Dickerson examined the moral choices Tolkien’s characters made facing some problems in the context of war and battle. The main question he was trying to answer is: what values are they willing to fight for? Or, more accurately, what values are they willing to suffer a defeat for? The answer is not surprising: for characters whom the readers perceive as heroes, moral integrity is more valuable than military victory. They always choose what is objectively morally right even though it may harm them, while the antiheroes choose personal benefit over the benefit of the society and fail morally. This is something Tolkien has been criticized for: that his characters seem to be too unequivocally defined as good or evil. However, it is not the case that the good characters would only make the right choices, never even tempted to do otherwise. It is rather the other way round: readers perceive the characters as good or evil on account of their choices. The readers’ evaluation is based on the very same intuitive knowledge of objective morality, and this is possible because Tolkien’s Middle-earth is governed by the very same principles as our world. As Dickerson makes clear, there is only one morality which is objective, and no situation of military battle can justify breaking the moral law.

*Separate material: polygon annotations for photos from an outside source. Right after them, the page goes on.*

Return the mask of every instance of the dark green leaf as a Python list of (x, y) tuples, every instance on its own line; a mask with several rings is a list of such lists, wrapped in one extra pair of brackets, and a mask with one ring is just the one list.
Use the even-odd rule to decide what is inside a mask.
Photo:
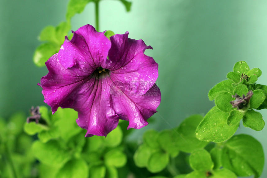
[(257, 77), (259, 77), (261, 75), (261, 71), (259, 68), (254, 68), (250, 71), (247, 75), (249, 76), (254, 75)]
[(57, 173), (59, 178), (87, 178), (88, 166), (82, 159), (73, 159), (69, 161)]
[(235, 64), (233, 68), (233, 71), (241, 74), (244, 73), (246, 75), (249, 71), (249, 67), (247, 62), (241, 61), (238, 62)]
[(239, 123), (243, 118), (244, 114), (237, 110), (232, 110), (227, 117), (227, 124), (229, 126)]
[(232, 97), (232, 93), (222, 92), (219, 93), (215, 98), (215, 105), (222, 111), (229, 113), (233, 110), (230, 102), (234, 99)]
[(200, 171), (209, 171), (214, 166), (210, 153), (203, 148), (192, 152), (189, 157), (189, 163), (193, 169)]
[(70, 0), (68, 4), (66, 18), (70, 21), (74, 15), (80, 13), (84, 11), (85, 6), (93, 0)]
[(152, 173), (163, 170), (169, 163), (170, 157), (167, 153), (156, 152), (152, 154), (148, 160), (147, 169)]
[(116, 167), (123, 167), (127, 161), (125, 153), (117, 149), (112, 150), (104, 156), (105, 162), (106, 165)]
[(233, 92), (234, 87), (232, 85), (233, 81), (231, 80), (224, 80), (218, 83), (210, 90), (209, 99), (212, 101), (215, 99), (219, 93), (221, 92)]
[(251, 110), (247, 111), (245, 113), (243, 118), (243, 125), (245, 127), (259, 131), (264, 127), (265, 122), (260, 113)]
[(227, 74), (226, 77), (236, 83), (240, 82), (241, 79), (240, 74), (235, 72), (230, 72)]
[(35, 156), (39, 161), (57, 167), (62, 166), (70, 158), (69, 153), (55, 140), (46, 143), (35, 141), (32, 148)]
[(253, 91), (253, 95), (249, 100), (250, 107), (257, 109), (263, 103), (266, 97), (264, 91), (260, 89)]
[(158, 136), (158, 132), (155, 130), (147, 130), (143, 135), (144, 143), (151, 148), (158, 148), (159, 146), (157, 141)]
[(258, 177), (264, 164), (264, 156), (260, 144), (251, 136), (235, 135), (225, 143), (222, 155), (223, 166), (238, 176), (255, 175)]
[(207, 113), (197, 128), (197, 138), (201, 140), (221, 142), (231, 137), (239, 124), (229, 126), (227, 124), (229, 113), (221, 111), (217, 107)]
[(196, 130), (203, 119), (201, 115), (193, 115), (182, 122), (177, 130), (178, 133), (174, 133), (176, 134), (177, 141), (175, 142), (178, 149), (191, 153), (196, 149), (204, 147), (209, 143), (200, 141), (196, 137)]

Thus, by turning the battle for Middle-earth into a battle for morality, Tolkien is training his readers to be able to fight their personal moral battles. Nelson offers a similar observation: Tolkien encourages moral behaviour in his readers by showing rather than exhorting virtue in action, which is a less didactic technique, and therefore, in my opinion, more relatable. His stories become a kind of moral guide for the reader, as he ever hoped them to be to fulfil the resolution of his former literary group of friends, the T.C.B.S. One reason why the moral principles are better understood in stories like Tolkien’s than when reading philosophical books or being lectured on ethics follows from his theory of fairy tales – it is because the tales present the familiar in an unfamiliar context and thus throw a new light on it. Also, as Aeon Skoble notes, when the characters are given personalities the readers can relate to, the moral lesson becomes clearer.
Skoble’s essay is one of the latest additions to the research focused specifically on the question of moral principles pervading Tolkien’s work. Unlike Williams and Dickerson, he does not base his analysis on any Christian concept of morality, but on Aristotle’s ‘virtue ethics’ as presented in his Nicomachean Ethics. The aim of human life according to Aristotle was eudaimonia, that is living a good life. While he believed that there is some objective standard by which to evaluate the goodness of life which is common to all people, he could not explain its source; he only described what he intuitively perceived to be the conditions of leading a good life, which for him equalled leading a morally virtuous life. Like in Lewis’s theory of the Tao, what is truly good and therefore virtuous can be discerned only with the use of reason, and those who are unable to do so on their own have to learn it from others who know it better (contrariwise, it is the duty of those who acquired a better knowledge of the moral principles to teach it to those less gifted).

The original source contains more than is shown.